Businesses and non-salaried persons must pay advance tax in 4 installments:

  • September 15

  • December 15

  • March 15

  • June 15

Minimum Tax:

If your declared income is too low relative to turnover, FBR may apply minimum tax (usually 1.25% of turnover).

Final Tax Regime (FTR):

Some sectors like contractors or exporters are under FTR, where WHT is treated as final liability.


11. Common Mistakes to Avoid

  • Not declaring full income (e.g., rental income, profits on savings)

  • Missing WHT credit claims

  • Filing late returns (causes ATL removal and penalties)

  • Submitting incorrect bank account details (delays refunds)


12. Enforcement, Penalties & Notices

If you don’t file your return or underreport:

  • Penalty up to Rs 50,000

  • 100% additional tax on unpaid amount

  • Freezing of bank accounts

  • Legal notice under Section 114(4), 122, or 111

FBR has integrated data from banks, NADRA, land registries, and mobile telecom companies to cross-check incomes.


13. Special Tax Rules for Freelancers & Digital Workers

Freelancers working on platforms like Upwork or Fiverr:

  • Must declare foreign income as foreign remittances

  • Income is tax-free if received through proper banking channels and declared

  • May opt for simplified fixed tax regime in some cases


14. Agricultural Income Tax

Though agriculture is a provincial subject, landowners with income above Rs 600,000 are now being brought under the federal tax net, especially those earning from:

  • Crop sales

  • Livestock exports

  • Orchards

New reforms in 2025 may introduce 45% top rate for big landlords.


15. Future of Taxation in Pakistan

Key trends expected in 2025 and beyond:

  • Digital enforcement using AI & data analytics

  • Mandatory e-invoicing and POS integration for retailers

  • Mobile tax apps for filing and payments

  • Increased pressure on non-filers and tax evaders


Conclusion

Pakistan’s income tax system in 2025 continues to evolve with a focus on increasing tax-to-GDP ratio, supporting low-income taxpayers, and expanding the net through technology.
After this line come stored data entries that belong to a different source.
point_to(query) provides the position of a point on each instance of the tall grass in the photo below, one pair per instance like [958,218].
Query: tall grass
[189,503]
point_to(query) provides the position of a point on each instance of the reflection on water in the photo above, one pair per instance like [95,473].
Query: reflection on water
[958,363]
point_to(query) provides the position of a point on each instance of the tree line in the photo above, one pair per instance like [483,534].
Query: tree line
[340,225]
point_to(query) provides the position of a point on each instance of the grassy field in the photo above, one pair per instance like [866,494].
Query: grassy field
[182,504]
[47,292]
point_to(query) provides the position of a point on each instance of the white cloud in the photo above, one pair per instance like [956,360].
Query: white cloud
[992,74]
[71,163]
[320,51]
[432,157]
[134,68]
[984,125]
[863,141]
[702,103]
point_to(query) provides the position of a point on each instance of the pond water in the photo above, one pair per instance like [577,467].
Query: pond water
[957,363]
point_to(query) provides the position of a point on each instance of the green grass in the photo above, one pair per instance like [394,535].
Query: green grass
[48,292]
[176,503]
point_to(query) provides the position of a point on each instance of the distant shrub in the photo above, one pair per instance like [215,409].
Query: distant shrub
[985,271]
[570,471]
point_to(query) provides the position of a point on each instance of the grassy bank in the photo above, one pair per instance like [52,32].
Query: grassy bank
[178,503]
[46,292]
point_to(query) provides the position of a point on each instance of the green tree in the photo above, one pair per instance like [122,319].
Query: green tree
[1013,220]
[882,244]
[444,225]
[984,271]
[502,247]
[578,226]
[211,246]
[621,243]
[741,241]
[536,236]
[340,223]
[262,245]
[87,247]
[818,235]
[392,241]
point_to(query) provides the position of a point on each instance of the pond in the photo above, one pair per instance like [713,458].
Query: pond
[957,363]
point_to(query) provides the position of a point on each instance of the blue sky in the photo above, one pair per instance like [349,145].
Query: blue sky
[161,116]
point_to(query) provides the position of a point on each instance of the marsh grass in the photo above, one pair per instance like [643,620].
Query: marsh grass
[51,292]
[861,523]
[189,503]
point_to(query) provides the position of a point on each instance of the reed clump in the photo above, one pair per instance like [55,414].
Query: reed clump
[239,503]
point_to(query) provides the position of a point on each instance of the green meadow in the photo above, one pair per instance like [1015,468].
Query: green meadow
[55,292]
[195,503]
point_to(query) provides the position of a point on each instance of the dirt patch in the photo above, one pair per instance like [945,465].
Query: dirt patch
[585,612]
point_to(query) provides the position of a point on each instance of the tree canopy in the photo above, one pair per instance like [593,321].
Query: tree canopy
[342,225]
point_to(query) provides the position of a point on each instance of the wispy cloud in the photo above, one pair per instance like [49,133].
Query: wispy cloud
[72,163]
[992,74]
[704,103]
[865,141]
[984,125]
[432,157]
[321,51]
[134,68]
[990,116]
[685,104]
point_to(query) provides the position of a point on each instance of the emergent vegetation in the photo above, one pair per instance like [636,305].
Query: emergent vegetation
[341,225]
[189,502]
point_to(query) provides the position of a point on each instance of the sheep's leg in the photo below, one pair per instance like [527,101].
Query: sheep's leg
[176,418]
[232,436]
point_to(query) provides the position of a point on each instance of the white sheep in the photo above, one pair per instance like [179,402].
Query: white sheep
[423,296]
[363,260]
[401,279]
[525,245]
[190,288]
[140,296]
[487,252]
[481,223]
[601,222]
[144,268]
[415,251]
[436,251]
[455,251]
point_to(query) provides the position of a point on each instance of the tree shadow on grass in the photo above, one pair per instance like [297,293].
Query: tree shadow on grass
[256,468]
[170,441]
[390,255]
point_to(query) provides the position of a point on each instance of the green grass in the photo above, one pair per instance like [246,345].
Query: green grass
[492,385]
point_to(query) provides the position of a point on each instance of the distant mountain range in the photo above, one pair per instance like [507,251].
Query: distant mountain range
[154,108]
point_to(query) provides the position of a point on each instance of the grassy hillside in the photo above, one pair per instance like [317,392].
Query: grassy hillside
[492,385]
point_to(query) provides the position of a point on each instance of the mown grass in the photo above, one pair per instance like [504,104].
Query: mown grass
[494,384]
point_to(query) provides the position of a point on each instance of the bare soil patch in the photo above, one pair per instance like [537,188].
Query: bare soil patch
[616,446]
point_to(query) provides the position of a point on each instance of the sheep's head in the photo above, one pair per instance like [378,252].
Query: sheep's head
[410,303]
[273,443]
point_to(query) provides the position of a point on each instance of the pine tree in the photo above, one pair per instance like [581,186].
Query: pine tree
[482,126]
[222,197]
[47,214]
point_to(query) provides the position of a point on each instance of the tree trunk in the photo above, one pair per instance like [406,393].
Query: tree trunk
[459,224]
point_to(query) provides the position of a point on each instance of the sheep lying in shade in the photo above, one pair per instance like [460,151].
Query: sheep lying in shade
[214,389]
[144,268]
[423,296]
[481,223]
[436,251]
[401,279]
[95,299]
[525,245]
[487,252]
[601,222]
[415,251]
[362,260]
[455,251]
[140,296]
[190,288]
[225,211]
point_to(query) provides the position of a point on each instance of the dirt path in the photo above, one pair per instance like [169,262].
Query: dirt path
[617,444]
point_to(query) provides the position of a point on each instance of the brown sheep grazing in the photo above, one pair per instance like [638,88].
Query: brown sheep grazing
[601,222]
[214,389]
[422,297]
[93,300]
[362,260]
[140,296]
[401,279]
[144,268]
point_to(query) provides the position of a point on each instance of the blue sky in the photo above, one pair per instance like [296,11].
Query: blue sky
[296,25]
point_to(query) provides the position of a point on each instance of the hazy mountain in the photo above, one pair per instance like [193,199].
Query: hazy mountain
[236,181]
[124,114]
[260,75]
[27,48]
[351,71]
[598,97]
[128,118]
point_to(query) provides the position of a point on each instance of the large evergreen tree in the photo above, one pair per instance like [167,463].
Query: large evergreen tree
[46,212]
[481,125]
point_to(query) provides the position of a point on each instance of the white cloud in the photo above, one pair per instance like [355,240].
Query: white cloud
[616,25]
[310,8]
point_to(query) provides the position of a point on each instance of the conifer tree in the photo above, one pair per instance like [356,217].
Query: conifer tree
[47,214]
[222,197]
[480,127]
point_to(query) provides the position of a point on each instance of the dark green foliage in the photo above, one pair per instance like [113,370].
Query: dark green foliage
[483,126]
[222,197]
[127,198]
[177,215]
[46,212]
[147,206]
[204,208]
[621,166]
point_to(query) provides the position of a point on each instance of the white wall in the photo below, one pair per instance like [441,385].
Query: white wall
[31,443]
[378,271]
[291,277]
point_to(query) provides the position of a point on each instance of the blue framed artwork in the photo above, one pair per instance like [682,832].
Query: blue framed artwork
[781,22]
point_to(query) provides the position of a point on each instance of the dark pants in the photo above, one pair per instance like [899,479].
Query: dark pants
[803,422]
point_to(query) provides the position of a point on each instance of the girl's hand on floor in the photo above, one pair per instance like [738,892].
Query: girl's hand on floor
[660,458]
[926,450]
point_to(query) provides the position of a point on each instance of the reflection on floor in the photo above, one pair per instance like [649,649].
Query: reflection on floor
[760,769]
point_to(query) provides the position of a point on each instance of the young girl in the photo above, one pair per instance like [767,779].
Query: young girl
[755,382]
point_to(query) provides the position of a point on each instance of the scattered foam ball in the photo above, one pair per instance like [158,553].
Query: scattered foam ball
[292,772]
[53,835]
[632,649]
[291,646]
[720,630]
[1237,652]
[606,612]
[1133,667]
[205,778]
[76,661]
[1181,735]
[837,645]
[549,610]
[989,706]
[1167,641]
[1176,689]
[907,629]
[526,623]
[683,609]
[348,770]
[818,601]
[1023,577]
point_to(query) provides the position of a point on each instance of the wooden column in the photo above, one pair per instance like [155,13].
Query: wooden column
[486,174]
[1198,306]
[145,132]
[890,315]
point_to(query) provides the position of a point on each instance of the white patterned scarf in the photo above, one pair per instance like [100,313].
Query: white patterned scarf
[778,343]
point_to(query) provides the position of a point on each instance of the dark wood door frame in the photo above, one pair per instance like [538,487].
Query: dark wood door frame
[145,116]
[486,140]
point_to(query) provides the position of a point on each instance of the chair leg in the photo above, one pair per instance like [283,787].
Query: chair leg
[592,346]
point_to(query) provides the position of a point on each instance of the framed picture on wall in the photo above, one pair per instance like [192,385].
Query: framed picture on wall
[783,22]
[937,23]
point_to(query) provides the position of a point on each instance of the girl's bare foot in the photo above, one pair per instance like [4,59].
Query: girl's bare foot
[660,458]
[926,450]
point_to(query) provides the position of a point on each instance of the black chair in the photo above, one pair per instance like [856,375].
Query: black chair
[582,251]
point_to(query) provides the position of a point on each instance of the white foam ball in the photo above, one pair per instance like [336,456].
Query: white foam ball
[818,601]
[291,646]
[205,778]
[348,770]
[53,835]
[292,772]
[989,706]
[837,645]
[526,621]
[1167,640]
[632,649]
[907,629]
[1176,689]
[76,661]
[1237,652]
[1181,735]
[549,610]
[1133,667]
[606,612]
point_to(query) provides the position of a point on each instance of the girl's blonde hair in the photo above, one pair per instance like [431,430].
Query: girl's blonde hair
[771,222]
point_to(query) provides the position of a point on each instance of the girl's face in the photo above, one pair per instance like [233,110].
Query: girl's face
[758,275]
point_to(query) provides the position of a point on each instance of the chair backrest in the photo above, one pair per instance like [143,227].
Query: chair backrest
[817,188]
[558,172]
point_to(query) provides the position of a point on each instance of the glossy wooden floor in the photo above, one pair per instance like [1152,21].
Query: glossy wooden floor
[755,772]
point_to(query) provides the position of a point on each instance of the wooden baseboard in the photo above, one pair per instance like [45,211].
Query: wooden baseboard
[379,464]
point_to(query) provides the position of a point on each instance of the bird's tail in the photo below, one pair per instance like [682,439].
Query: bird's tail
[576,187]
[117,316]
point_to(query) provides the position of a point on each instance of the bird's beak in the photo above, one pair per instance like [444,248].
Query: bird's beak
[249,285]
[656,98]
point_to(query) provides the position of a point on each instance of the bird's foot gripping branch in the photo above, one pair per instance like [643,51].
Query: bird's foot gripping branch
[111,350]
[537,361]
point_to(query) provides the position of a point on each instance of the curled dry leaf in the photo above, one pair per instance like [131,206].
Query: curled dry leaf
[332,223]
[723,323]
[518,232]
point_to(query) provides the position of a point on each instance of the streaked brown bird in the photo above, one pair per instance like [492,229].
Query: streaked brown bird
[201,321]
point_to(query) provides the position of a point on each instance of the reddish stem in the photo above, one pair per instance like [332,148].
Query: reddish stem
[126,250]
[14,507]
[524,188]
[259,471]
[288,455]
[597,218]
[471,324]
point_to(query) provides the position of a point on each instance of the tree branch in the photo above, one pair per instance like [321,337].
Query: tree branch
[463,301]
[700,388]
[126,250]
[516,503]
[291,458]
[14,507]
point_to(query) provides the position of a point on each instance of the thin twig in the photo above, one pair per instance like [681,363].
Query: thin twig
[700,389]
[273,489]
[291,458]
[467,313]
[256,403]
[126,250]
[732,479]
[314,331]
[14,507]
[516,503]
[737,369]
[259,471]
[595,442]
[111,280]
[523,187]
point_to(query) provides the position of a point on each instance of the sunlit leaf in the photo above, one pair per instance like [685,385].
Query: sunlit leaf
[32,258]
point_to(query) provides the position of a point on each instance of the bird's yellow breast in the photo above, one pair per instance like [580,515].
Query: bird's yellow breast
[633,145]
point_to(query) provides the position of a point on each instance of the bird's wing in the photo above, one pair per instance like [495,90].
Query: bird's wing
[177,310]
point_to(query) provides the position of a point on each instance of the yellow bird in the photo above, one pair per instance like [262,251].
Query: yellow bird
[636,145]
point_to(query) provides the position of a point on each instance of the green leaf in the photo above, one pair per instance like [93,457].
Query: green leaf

For individuals, being tax compliant brings several advantages—from financial credibility to lower deductions.

Whether you are a salaried employee, freelancer, or business owner, staying informed and up-to-date with FBR rules ensures you avoid penalties and contribute to national development. Filing on time, using your available tax credits, and maintaining good records are the keys to responsible tax management in Pakistan today.